How to end a relationship that isn’t working
It is very easy to become stuck in a relationship that isn't necessarily working, they offer security, companionship, entertainment and closeness and often it is the thought of giving those things up that keeps us from throwing in the towel.
If you think your relationship is nearing it's end then the first thing you need to do is establish whether or not you are simply experiencing a little turbulence or if indeed it really is over.
Initially most relationships will experience a natural honeymoon period, where each of you are still enjoying getting to know each other and aren't yet aware of one another's bad habits. When you do begin to notice irritating little traits and habits it can come as a shock and there is always a temptation to end things early on at the first sign of a problem. However it is important to remember that even the best relationships need work and recognising and resolving differences it what makes you stronger as a couple.
However, the above may not be relevant to those who are certain they are no longer in love with this person anymore. If you really can't envisage yourself being in a long term relationship with them anymore then it is time to end the relationship. This is not an easy thing to and once the decision has been made it is best to implement it as soon as possible.

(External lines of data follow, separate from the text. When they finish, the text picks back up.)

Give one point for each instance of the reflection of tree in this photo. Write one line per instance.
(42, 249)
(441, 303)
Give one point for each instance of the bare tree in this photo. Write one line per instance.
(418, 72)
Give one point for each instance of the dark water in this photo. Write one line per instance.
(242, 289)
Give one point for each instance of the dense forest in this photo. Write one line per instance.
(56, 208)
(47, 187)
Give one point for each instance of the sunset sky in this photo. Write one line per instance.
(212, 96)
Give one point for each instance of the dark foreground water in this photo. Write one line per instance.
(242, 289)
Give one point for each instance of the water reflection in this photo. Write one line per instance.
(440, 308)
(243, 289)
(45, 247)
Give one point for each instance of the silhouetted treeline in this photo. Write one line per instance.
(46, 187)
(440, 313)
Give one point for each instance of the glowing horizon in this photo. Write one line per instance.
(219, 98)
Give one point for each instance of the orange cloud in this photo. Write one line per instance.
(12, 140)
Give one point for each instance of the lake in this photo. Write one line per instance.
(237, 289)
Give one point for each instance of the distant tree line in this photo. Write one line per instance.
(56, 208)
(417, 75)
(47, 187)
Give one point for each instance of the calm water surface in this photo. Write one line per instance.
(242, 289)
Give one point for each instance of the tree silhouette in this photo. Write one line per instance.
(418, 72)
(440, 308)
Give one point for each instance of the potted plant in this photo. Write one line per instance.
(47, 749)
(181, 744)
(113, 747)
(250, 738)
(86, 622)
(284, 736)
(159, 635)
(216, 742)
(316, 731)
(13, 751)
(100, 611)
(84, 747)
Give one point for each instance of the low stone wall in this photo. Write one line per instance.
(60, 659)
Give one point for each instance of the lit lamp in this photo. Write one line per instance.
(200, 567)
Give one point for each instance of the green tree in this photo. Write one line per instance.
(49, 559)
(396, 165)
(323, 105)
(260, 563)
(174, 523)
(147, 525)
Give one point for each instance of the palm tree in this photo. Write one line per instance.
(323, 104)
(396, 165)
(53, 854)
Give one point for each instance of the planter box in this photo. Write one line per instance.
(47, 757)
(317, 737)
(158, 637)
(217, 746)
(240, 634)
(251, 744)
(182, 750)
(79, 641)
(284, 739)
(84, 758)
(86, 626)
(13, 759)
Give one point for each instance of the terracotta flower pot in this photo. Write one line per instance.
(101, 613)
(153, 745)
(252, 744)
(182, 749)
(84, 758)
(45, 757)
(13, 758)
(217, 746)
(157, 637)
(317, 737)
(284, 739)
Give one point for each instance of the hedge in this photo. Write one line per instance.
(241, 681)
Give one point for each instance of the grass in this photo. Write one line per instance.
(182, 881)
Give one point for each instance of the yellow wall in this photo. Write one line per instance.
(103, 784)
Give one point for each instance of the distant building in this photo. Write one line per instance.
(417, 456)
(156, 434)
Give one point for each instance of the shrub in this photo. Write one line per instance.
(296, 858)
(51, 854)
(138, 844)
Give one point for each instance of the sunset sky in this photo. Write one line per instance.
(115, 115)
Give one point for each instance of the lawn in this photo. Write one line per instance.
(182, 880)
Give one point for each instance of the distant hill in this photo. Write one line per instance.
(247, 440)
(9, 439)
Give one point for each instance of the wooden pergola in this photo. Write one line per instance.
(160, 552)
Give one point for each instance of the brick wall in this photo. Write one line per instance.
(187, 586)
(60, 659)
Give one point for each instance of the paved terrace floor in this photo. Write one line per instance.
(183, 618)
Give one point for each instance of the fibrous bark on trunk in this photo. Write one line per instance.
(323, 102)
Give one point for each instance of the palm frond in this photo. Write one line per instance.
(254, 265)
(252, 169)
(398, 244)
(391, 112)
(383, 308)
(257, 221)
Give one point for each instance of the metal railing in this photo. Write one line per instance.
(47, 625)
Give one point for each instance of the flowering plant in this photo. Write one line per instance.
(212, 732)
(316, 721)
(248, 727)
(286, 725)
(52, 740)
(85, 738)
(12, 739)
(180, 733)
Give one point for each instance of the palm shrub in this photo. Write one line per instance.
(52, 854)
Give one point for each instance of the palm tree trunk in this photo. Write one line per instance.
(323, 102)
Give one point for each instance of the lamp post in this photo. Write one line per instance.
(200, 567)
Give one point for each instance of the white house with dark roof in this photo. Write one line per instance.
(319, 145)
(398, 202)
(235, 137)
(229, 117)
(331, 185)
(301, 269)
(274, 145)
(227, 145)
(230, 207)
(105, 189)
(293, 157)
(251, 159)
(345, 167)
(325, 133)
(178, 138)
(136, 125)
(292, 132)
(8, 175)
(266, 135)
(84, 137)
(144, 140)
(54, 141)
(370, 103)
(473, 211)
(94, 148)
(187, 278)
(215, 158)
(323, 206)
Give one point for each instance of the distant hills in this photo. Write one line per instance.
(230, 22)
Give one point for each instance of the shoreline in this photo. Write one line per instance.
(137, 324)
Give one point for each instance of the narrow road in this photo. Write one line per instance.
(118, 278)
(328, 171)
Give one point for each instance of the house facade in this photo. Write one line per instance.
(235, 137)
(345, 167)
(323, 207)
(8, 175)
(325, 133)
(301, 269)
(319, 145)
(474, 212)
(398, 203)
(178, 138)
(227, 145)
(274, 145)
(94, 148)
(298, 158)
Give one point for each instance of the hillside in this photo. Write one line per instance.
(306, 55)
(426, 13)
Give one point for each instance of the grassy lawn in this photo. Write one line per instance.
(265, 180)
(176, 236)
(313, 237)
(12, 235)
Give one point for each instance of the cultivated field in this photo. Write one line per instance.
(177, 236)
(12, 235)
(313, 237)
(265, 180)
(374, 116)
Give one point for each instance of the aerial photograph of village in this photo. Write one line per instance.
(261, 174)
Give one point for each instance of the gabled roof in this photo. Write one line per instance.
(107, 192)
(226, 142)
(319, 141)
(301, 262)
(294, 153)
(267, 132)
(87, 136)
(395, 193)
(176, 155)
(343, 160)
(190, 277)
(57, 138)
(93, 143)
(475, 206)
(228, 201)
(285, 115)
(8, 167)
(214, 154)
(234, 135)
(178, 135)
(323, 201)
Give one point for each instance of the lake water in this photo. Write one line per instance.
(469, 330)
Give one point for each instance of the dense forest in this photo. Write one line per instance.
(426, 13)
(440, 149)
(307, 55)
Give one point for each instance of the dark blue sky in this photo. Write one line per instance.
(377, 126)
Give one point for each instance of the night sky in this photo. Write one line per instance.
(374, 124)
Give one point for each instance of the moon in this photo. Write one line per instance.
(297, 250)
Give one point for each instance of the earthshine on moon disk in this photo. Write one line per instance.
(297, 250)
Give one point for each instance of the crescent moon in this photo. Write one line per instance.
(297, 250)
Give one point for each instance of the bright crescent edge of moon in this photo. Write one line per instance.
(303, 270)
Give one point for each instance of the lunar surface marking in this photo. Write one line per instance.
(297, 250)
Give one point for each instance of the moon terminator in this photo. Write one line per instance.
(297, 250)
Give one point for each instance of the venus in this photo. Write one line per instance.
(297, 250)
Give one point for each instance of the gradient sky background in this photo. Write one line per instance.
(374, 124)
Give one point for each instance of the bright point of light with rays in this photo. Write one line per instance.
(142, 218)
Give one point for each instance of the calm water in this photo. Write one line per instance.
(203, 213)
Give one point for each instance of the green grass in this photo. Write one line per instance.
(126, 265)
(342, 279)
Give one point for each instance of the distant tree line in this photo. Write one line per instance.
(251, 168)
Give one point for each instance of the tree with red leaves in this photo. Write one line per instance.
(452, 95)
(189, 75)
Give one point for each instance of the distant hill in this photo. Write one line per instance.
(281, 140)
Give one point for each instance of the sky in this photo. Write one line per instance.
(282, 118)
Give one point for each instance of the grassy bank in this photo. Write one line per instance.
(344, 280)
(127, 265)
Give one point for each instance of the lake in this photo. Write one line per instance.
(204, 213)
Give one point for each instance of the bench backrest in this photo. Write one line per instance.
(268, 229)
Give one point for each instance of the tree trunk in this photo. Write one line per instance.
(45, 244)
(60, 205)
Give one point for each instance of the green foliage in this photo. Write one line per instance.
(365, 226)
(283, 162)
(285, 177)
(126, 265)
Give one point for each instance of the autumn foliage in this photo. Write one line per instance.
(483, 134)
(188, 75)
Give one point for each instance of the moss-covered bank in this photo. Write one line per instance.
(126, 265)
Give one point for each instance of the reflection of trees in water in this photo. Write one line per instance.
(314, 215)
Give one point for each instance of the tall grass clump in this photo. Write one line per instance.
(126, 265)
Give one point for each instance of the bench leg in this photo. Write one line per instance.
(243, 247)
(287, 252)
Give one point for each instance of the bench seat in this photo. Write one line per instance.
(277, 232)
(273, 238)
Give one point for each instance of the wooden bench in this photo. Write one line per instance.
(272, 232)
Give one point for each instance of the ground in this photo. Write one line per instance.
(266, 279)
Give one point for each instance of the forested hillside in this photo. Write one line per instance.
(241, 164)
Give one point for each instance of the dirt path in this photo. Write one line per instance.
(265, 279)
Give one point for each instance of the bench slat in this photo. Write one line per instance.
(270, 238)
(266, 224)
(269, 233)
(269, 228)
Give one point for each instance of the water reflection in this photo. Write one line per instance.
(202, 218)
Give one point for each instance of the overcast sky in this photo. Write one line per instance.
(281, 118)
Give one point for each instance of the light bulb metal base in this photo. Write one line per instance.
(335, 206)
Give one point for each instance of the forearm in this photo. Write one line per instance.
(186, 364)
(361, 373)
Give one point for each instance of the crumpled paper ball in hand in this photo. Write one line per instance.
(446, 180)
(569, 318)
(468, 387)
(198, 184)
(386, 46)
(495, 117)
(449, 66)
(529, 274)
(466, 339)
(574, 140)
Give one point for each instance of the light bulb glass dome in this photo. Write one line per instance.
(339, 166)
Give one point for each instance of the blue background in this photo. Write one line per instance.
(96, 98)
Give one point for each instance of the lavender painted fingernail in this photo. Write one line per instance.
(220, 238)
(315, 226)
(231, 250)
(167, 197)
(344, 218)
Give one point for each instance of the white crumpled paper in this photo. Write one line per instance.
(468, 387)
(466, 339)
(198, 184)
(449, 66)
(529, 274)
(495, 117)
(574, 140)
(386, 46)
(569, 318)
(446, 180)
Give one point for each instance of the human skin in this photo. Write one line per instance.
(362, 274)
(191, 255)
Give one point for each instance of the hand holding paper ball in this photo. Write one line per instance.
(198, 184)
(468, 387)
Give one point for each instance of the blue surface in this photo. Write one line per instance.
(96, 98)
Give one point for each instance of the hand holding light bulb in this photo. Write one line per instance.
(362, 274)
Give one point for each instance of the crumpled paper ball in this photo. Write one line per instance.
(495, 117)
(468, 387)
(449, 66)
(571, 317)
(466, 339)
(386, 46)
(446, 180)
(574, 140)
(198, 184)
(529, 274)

If you have decided to end a relationship then do it gently and kindly. If you consider how you would like to be told 'texting' would definitely not enter the equation nor would 'email' or a 'facebook/twitter update'. Be respectful and if it is not possible to meet face to face at least do it over the phone so that you can have a two way conversation.
Don't cop out and let someone else give them the news, nor should you leave a person guessing by simply letting a relationship fizzle out. Instead be clear and concise about why you want to break up and even if your reason is because your former partner is lazy, unambitious, irritating etc try to be gentle and try not to make it into a list of their faults.
Give them the opportunity to take in what you are saying and to ask questions if they have any. To you this is something you have been thinking about for some time but to them this may come as a complete shock.
Ether during the discussion or a couple of days down the line when they have had time to think it is a good idea to begin discussing practicalities. For instance if you are living together you will need to decide who is moving out and when? How will joint possessions be divided? Will you stay in contact?
It is also essential that you are very clear and very firm so as not to give false hope of rekindling the relationship. The truth hurts but lies hurt even more. An excuse such as you have too many work commitments or you don't want to get married may leave hope alive for a reconciliation.